Teachers often underestimate how deeply students absorb empathy when asked to embody real people, not just read about them. Avoid presenting colonial policies as a single narrative of neglect; use incremental sources to show how change happened. Research suggests that when students analyze primary sources in context, they better understand the balance between economic pressures and social needs.

Students will move beyond memorizing facts to analyzing causes and effects, using evidence to debate colonial priorities and evaluate housing solutions. Look for informed arguments that reference specific sources and role-play perspectives.


Watch Out for These Misconceptions

  • During Source Analysis Stations, watch for students who assume colonial officials were entirely indifferent to housing problems.

    Use the station's policy documents and resident letters to highlight how public pressure from riots and petitions forced gradual policy shifts, emphasizing economic constraints alongside social demands.

  • During Housing Model Comparison, watch for students who believe SIT flats solved all housing issues immediately.

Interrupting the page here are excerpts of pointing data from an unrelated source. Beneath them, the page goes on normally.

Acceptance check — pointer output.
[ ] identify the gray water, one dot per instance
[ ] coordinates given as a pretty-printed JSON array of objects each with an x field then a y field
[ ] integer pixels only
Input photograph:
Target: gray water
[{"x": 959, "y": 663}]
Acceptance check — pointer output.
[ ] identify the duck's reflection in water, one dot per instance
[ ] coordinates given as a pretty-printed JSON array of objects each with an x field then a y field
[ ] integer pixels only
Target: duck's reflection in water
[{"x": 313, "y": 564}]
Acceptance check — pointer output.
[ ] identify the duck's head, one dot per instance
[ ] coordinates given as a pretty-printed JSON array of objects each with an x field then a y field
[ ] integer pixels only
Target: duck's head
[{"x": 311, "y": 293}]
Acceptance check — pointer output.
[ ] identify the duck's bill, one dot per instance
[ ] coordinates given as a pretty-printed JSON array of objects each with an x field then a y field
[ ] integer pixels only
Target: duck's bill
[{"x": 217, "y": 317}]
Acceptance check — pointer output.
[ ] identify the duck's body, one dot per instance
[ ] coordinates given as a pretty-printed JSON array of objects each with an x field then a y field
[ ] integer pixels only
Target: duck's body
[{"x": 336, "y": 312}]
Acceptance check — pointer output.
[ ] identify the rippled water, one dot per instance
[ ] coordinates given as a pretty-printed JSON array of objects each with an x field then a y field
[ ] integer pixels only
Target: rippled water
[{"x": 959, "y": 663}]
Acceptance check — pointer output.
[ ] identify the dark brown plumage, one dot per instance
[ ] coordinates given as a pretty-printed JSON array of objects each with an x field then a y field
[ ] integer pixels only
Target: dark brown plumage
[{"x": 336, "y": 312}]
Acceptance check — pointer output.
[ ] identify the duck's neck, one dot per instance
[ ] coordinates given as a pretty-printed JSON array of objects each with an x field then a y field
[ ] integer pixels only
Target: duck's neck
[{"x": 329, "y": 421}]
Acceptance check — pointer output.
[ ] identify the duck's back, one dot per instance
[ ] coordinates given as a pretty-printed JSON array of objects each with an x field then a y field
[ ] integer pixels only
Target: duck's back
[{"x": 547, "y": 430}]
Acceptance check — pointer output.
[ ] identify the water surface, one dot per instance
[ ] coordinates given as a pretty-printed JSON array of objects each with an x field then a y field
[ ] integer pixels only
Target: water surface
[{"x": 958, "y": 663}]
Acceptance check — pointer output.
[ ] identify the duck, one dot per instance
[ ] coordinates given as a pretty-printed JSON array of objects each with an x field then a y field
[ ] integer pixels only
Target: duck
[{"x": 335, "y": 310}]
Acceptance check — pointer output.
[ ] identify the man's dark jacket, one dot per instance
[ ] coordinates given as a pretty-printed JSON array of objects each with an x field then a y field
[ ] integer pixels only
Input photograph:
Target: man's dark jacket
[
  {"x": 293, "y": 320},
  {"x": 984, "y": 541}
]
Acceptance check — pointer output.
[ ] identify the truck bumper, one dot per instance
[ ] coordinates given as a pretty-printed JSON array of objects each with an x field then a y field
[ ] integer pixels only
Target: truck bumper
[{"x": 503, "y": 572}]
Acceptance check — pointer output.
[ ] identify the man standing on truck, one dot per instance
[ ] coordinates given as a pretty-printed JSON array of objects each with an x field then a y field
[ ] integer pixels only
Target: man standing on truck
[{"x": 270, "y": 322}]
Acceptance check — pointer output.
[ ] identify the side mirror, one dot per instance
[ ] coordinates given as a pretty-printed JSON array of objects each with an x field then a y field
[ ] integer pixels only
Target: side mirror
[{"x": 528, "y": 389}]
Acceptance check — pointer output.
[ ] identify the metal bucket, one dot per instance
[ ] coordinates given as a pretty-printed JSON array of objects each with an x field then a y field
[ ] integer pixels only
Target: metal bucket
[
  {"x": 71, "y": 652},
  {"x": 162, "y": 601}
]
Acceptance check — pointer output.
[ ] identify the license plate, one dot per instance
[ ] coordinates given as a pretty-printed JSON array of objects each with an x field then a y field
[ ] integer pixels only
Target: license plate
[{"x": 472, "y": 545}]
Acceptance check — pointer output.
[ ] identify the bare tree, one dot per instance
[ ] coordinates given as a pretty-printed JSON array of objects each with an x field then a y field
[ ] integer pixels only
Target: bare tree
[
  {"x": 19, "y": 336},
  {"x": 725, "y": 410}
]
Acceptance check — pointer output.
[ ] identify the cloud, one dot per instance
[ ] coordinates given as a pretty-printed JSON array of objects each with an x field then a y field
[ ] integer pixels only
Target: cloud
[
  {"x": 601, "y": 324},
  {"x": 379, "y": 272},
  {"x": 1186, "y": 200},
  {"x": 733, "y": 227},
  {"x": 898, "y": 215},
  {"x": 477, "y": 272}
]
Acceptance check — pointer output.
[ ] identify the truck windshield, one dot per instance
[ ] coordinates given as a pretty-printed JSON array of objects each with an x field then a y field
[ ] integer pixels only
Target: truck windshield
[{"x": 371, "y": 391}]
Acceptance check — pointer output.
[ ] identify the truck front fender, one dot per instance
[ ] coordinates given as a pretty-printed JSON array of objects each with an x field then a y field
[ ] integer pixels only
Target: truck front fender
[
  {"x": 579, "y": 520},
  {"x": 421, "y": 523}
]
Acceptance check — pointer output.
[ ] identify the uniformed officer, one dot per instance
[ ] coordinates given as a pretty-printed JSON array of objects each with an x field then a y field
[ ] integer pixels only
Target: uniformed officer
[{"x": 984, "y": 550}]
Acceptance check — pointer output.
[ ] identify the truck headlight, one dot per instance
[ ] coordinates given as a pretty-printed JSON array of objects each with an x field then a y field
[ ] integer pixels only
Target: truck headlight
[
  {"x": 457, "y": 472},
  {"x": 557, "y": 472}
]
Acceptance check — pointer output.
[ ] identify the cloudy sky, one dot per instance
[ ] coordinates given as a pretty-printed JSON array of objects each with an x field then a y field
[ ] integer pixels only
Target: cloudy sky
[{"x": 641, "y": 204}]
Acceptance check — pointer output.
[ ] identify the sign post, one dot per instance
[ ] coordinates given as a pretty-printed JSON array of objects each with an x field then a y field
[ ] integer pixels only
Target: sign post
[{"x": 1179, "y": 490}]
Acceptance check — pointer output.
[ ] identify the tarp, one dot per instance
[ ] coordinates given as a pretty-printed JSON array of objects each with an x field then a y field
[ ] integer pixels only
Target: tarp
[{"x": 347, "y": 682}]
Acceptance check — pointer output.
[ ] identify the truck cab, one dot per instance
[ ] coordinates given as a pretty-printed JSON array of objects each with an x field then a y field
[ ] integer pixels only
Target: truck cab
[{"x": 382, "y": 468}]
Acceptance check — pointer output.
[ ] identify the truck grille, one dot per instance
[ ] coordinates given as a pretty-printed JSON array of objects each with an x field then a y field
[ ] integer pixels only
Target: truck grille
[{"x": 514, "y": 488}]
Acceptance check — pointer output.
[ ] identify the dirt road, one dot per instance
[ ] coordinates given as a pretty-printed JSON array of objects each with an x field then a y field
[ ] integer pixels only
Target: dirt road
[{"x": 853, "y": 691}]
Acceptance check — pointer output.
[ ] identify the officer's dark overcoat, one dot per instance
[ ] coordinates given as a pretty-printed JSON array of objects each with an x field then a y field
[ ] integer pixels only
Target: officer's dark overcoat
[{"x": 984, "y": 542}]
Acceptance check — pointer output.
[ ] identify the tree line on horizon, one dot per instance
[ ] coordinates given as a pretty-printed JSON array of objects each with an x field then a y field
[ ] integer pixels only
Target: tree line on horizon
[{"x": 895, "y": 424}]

    Have students examine SIT's limited initial construction numbers and target demographics, then compare to slum population data to clarify that solutions were incremental and selective.

  • During Petition Role-Play, watch for students who attribute slum formation to personal failure.

    Use the role-play's migrant profiles and job scarcity data to redirect discussions toward structural factors like rapid urbanization and job market demands, countering victim-blaming narratives.